In Cancer Research this week, US and Canadian researchers define a new subgroup of Sonic hedgehog-driven medulloblastomas. In this subgroup, the team found, the Sonic hedgehog and CXCR4 pathways are co-activated. They were found to be most common in the youngest patients and were associated with desmoplastic histology. "In contrast to tumors activating SHH but not CXCR4, co-activated tumors exhibited greater expression of Math1 and cyclin D1," the authors write. "Treatment with the CXCR4 antagonist AMD3100 inhibited cyclin D1 expression and maximal tumor growth in vivo."
Also in Cancer Research this week, a team led by researchers at Weill Cornell Medical College report a novel method of analysis of how drugs can be repositioned for cancer treatment. The team describes a "[drug off target effects]-based method to repurpose drugs for cancer therapeutics, based on transcriptional responses made in cells before and after drug treatment." Specifically, the researchers say their method accurately predicts clinical responses to more than 90 percent of drugs approved by the FDA, and more than 75 percent of experimental clinical drugs. "Mechanistic investigation of OTEs for several high-ranking drug-dose pairs suggested repositioning opportunities for cancer therapy, based on the ability to enforce retinoblastoma-dependent repression of important E2F-dependent cell-cycle genes," the authors write. "Together, our findings establish new methods to identify opportunities for drug repositioning or to elucidate the mechanisms of action of repositioned drugs."

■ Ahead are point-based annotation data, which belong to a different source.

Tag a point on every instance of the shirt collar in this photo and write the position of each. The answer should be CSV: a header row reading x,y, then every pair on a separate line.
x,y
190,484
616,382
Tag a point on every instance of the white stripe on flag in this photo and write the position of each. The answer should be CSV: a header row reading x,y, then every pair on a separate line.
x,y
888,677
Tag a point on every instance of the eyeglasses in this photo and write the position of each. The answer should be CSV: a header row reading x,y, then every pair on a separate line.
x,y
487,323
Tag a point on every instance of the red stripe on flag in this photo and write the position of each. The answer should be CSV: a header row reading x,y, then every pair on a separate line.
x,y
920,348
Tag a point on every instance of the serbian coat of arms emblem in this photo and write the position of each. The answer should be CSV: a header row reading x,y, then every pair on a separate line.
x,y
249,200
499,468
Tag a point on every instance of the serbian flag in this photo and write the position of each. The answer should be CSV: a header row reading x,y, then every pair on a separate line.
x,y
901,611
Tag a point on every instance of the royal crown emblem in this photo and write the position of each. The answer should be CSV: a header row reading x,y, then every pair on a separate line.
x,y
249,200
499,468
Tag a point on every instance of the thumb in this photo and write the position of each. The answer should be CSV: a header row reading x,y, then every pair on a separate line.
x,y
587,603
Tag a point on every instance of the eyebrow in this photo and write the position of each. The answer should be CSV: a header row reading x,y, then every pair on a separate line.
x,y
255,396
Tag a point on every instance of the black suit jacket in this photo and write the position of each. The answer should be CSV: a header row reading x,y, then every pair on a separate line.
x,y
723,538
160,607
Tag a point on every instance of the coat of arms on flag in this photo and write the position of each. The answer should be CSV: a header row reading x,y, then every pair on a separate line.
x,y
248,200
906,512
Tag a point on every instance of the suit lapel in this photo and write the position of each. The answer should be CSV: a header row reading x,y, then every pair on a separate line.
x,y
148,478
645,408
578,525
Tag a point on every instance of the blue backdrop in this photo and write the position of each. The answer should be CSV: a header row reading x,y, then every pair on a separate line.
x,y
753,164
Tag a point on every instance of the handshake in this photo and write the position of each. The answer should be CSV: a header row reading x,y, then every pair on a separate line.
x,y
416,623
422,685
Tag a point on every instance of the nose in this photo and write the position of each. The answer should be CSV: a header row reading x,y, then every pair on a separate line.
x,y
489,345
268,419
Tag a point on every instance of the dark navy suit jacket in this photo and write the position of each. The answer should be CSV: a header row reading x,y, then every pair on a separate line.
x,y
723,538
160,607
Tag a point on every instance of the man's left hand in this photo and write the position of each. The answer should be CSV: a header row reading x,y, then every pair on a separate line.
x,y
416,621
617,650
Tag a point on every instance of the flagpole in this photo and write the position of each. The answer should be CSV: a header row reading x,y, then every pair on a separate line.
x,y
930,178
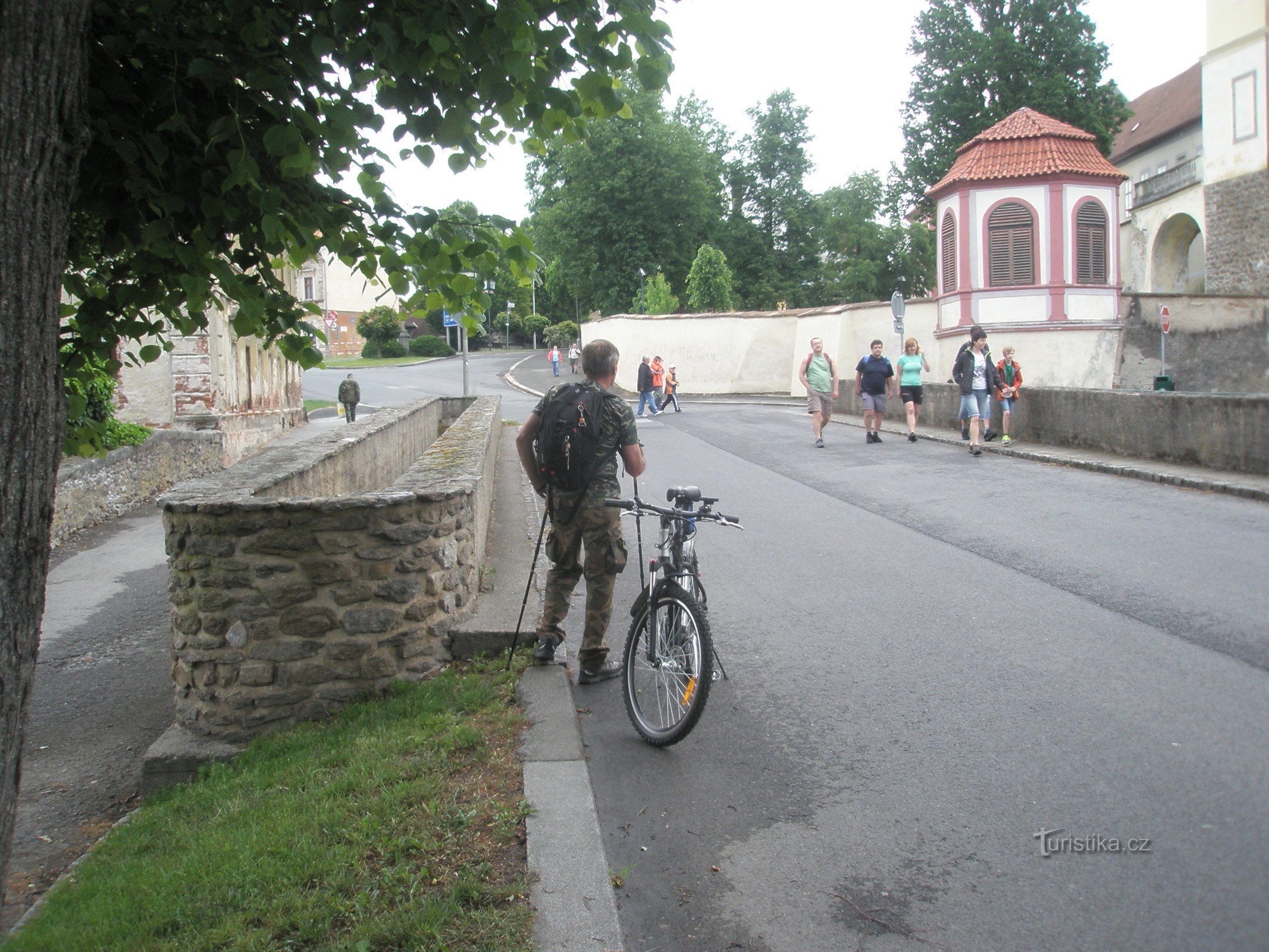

Finally in Cancer Research this week, researchers in the US and China report that the HMGB1 gene can promote drug resistance in osteosarcoma. In human osteosarcoma cells, the team found that the chemotherapy drugs doxorubicin, cisplatin, and methotrexate each induced an up-regulation of HMGB1, and that a subsequent knock-down of the gene restored the cells' sensitivity to chemotherapy both in vivo and in vitro. "Mechanistic investigation revealed that HMGB1 increased drug resistance by inducing autophagy, an intracellular self-defense mechanism known to confer drug resistance," the authors write. "Through its role as a regulator of autophagy, HMGB1 is a critical factor in the development of chemoresistance, and it offers a novel target for improving osteosarcoma therapy."